Look in the Installation Guide shipped with your system.
Two manuals are provided including the Installation Guide
and the User Guide.
The Installation Guide is shipped with your system.
In this sample script, it might seem redundant to have two substitute
commands that match the pattern. The first one matches it when the
pattern is found already on one line and the second matches the
pattern after two lines have been read into the pattern space. Why
the first command is necessary is perhaps best demonstrated by
removing that command from the script and running it on the sample
file:
$ sed -f sedscr2 sample
Consult Section 3.1 in the Installation Guide
for a description of the tape drives
available on your system.
Look in the Installation Guide
shipped with your system.
Two manuals are provided including the Installation Guide
and the User Guide.
Do you see the two problems? The most obvious problem is that the
last line did not print. The last line matches "Owner" and when
N is executed, there is not another input line to
read, so sed quits (immediately, without even outputting the line). To
fix this, the Next command should be used as follows to be safe:
$!N
It excludes the last line ($) from the Next command. As it is in our
script, by matching "Owner and Operator Guide" on the last line, we
avoid matching "Owner" and applying the N command.
However, if the word "Owner" appeared on the last line we'd have the
same problem unless we use the "$!N" syntax.
The second problem is a little less conspicuous.
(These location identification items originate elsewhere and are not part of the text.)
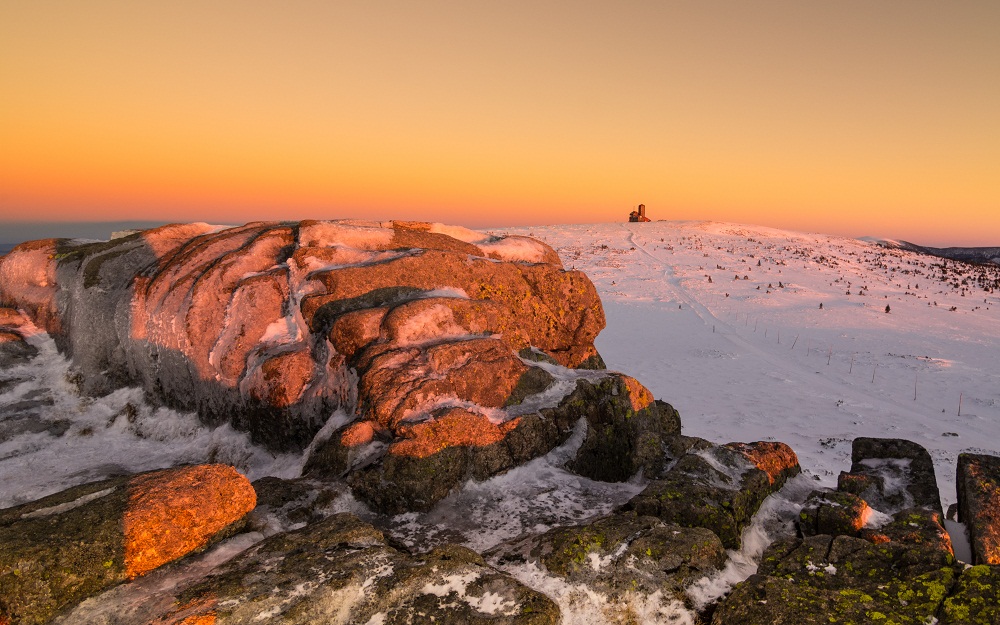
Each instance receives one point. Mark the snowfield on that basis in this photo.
(756, 358)
(751, 333)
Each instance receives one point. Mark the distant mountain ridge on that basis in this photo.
(967, 254)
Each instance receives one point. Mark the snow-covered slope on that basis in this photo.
(725, 322)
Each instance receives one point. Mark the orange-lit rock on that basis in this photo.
(357, 434)
(834, 513)
(979, 504)
(282, 379)
(399, 382)
(28, 281)
(174, 512)
(10, 318)
(776, 459)
(354, 330)
(63, 548)
(638, 394)
(276, 326)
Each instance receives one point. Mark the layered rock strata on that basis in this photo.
(431, 353)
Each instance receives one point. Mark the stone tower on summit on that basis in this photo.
(639, 215)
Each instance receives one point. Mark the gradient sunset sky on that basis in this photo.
(850, 117)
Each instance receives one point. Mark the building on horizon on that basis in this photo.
(639, 215)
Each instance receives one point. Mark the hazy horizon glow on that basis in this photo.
(852, 118)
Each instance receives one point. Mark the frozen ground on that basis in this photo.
(721, 320)
(757, 359)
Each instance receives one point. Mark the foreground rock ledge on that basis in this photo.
(58, 550)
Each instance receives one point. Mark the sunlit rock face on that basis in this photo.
(70, 545)
(415, 338)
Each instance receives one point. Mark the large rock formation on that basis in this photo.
(979, 504)
(858, 564)
(342, 570)
(63, 548)
(718, 487)
(433, 354)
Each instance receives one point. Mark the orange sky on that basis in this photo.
(851, 117)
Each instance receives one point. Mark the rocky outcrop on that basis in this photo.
(891, 474)
(718, 487)
(858, 565)
(342, 570)
(979, 504)
(835, 513)
(13, 346)
(621, 556)
(63, 548)
(426, 343)
(826, 579)
(627, 432)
It has to do with
the occurrence of "Owner and Operator Guide" in the second paragraph.
In the input file, it is found on a line by itself:
Look in the Owner and Operator Guide shipped with your system.
In the output shown above, the blank line following "shipped with your
system." is missing. The reason for this is that this line matches
"Owner" and the next line, a blank line, is appended to the pattern
space. The substitute command removes the embedded newline and the
blank line has in effect vanished. (If the line were not blank, the
newline would still be removed but the text would appear on the same
line with "shipped with your system.") The best solution seems to be
to avoid reading the next line when the pattern can be matched on one
line. So, that is why the first instruction attempts to match the
case where the string appears all on one line.